Morilib Rei is a regular expression library for JavaScript. Morilib Rei has features shown as follows.

  • Building regular expression by JavaScript object

  • Regular expression matcher like Java

How to use

Browser

To use in browsers, load rei.js by script tag.

<script src="rei.js"></script>

node.js

To use in node.js, download Morilib Rei package from npm.

$ npm install morilib-rei

You can use Morilib Rei with requiring the package.

var Re = require("morilib-rei");

Building regular expression from the JavaScript object

Regular expressions can be built from JavaScript object.
Morilib Rei makes meaning of regular expressions clearer.

Re.i or Re.build

To build regular expressions, use Re.i or Re.build function.

var regex = Re.i([ "www.", "morilib.", "net/" ]);
var regex = Re.bulid([ "www.", "morilib.", "net/" ]);

Simple strings

A string literal matches a simple sequence. Metacharacters in the string will be escaped.

var regex = Re.i("www.morilib.net/");
console.log(regex.test("www.morilib.net/"));   // true
console.log(regex.test("wwwwmorilib_net/"));   // false

Concatenation of patterns

An array represents pattern which is concatenated with patterns in the array.

var regex = Re.i([ "www.", "morilib.", "net/" ]);
console.log(regex.test("www.morilib.net/"));   // true
console.log(regex.test("wwwwmorilib_net/"));   // false

Repetation

To match repetation of a pattern, describe the object with the property shown as follows.

Property name Description

oneOrMore

repetation one or more times

zeroOrMore

repetation zero or more times

maybe

appearance zero or one time

repeat

repetation from n to m times

oneOrMoreNonGreedy

repetation one or more times (non-greedy)

zeroOrMoreNonGreedy

repetation zero or more times (non-greedy)

maybeNonGreedy

appearance zero or one time (non-greedy)

repeatNonGreedy

repetation from n to m times (non-greedy)

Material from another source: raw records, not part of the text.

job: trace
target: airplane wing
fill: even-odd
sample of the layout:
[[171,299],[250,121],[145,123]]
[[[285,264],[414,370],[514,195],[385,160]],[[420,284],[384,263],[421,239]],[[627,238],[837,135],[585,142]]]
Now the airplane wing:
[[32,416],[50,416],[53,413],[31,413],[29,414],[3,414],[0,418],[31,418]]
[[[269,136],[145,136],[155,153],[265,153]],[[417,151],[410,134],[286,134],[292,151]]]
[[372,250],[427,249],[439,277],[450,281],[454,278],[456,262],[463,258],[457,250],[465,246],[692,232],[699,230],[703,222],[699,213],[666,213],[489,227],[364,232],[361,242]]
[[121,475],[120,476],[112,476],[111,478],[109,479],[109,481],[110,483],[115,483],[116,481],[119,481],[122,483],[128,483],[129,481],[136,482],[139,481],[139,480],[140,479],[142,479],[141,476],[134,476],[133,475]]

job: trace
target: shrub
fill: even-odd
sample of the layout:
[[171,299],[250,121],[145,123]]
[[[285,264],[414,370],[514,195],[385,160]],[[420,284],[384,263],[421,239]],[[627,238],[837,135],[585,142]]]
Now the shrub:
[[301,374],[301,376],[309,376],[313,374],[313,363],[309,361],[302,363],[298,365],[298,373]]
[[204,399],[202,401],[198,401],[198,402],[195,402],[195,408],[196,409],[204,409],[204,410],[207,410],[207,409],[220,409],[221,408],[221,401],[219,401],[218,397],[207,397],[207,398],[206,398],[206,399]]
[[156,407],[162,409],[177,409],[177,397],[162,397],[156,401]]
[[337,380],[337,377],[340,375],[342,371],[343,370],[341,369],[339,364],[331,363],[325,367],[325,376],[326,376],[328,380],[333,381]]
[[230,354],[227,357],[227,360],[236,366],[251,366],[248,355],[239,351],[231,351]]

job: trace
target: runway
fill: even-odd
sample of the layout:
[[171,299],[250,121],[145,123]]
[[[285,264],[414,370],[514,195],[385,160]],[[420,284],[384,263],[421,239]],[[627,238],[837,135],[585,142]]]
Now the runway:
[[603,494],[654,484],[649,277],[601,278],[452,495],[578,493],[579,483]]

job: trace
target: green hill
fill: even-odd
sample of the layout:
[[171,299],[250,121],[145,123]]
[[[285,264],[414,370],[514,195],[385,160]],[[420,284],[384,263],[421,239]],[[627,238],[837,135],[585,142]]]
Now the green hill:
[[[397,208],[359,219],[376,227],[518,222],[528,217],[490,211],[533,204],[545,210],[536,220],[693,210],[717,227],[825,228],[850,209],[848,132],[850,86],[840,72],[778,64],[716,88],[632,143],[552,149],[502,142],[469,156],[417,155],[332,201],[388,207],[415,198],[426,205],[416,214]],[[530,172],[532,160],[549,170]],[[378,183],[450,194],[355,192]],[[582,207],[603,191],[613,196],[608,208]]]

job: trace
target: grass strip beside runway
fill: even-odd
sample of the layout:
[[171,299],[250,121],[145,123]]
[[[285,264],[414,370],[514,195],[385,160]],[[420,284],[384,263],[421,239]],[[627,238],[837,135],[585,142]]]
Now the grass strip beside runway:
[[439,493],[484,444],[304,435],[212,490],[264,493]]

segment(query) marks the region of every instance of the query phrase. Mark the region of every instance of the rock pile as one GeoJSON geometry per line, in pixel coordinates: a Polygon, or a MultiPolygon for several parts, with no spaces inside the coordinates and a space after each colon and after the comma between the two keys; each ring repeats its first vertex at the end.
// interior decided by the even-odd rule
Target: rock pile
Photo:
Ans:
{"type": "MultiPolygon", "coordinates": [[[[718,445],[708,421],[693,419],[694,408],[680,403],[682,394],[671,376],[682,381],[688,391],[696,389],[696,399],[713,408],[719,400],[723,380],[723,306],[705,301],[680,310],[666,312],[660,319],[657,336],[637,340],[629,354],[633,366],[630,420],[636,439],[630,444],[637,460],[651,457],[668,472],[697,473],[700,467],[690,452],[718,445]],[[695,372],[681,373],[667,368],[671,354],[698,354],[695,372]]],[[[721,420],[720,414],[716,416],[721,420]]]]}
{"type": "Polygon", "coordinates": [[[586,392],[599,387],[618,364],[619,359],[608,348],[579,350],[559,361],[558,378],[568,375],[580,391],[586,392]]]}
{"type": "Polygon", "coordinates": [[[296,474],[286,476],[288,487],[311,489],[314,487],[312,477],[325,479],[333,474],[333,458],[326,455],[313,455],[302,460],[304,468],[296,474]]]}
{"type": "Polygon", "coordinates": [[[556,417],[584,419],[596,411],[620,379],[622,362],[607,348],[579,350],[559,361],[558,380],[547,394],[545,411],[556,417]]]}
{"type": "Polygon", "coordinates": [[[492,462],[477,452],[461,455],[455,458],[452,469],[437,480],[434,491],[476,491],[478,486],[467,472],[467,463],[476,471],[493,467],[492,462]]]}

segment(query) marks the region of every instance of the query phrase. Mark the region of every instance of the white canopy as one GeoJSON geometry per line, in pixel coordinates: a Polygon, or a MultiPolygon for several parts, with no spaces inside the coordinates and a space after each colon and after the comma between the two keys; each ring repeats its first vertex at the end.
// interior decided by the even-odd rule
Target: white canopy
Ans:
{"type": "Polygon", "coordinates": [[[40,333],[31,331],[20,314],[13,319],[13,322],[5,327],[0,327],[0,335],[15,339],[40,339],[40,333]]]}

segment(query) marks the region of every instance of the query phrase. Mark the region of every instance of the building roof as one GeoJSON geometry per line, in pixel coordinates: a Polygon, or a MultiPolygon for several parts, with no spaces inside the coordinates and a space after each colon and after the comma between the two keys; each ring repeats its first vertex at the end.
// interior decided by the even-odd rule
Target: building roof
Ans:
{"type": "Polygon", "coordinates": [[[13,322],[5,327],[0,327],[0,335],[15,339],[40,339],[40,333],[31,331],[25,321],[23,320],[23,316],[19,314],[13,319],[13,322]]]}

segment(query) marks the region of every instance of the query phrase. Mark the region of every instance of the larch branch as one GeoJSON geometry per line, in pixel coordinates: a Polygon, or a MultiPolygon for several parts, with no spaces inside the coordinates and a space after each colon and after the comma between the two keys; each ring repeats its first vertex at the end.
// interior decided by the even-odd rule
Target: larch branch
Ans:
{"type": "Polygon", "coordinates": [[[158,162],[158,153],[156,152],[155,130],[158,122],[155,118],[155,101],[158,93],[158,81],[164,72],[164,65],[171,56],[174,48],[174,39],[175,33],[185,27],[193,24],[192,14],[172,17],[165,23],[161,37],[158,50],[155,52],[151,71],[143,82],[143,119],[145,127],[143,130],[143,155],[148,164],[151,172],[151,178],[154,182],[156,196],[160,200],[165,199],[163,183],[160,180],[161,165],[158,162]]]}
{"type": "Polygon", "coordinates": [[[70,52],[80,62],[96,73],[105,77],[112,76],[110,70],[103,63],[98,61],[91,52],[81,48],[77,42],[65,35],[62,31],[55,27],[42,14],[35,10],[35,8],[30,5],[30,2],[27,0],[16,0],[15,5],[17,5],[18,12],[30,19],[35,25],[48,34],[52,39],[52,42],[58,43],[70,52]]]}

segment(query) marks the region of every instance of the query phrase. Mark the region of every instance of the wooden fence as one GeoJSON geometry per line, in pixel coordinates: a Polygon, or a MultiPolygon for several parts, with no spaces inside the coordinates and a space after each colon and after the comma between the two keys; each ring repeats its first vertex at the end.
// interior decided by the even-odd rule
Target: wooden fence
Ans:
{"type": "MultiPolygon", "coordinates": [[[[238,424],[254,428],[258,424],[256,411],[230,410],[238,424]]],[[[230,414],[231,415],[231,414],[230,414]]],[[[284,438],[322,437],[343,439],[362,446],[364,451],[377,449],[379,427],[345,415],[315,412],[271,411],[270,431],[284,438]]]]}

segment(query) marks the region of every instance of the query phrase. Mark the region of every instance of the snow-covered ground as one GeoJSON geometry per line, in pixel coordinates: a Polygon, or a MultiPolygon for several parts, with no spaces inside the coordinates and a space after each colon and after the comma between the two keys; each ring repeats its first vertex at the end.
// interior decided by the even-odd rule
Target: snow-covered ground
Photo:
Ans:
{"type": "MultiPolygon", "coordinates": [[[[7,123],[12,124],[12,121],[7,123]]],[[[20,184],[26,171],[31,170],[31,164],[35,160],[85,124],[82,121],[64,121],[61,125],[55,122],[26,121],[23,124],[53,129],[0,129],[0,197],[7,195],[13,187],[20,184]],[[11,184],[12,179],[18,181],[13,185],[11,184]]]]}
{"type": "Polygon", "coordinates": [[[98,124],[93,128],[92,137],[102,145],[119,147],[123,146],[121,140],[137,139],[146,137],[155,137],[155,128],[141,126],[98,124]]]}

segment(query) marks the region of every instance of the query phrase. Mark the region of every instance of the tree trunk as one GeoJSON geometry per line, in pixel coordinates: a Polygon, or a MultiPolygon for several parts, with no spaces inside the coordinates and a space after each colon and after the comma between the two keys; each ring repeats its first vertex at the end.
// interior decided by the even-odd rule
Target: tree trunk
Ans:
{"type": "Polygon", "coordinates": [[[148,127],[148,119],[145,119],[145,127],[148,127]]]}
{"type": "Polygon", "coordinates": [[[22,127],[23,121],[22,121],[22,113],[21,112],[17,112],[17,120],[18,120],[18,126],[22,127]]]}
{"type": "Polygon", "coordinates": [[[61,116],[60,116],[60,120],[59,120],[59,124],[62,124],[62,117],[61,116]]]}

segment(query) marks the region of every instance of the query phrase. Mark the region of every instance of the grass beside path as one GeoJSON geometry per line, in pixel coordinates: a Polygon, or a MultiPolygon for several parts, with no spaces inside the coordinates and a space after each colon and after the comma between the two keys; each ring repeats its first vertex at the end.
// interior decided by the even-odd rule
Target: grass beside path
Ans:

Repetation one ore more times is described as follows.

var regex = Re.i({ "oneOrMore": "a" });
console.log(regex.test("aaaaa"));  // true

Repetation n from m times is described as folles.

var regex = Re.i({
  "repeat": {
    "from": 2,
    "to": 5,
    "pattern": "a"
  }
});
console.log(regex.test("aaa"));  // true

Every property name can have aliases.
For example, you can specify repeatOneOrMore instead of oneOrMore.
Case of property name is ignored.
See Chapter "Notation" for more details.

Alternation

To match alternation of patterns, use or property. Element of the property must be an array of patterns.

var regex = Re.i({ "or": [ "765", "876", "346", "283" ] });
console.log(regex.test("765"));  // true
console.log(regex.test("961"));  // false

Character set

To match a character in a character set, use charset property.
Element of the property is predefined character set or range object.
To match a character not in a character set, use complementaryCharset property.
See Chapter "Predefined character set" for more details.

var regex = Re.i({ "charset": "digit" });
console.log(regex.test("2"));  // true
var regex = Re.i({
  "charset": {
    "range": {
      "from": "a",
      "to": "z"
    }
  }
});
console.log(regex.test("a"));  // true

Capture

To capture a matched sequence, use capture property.
To refer a matched sequence, use refer property. Element of refer is a number of capture.

var regex = Re.i([
  {
    "capture": {
      "charset": "all"
    }
  },
  { "refer": 1 }
]);
console.log(regex.test("aa"));  // true

Named capture

Any capture can be named.
To use named capture, element of capture property specifies an object with name property.

var regex = Re.i([
  {
    "capture": {
      "name": "char",
      "pattern": {
        "charset": "all"
      }
    }
  },
  { "refer": "char" }
]);
console.log(regex.test("aa"));  // true

Raw regular expression

To bury raw regular expressions, use raw property.
Captures in the raw regular expression are recognized.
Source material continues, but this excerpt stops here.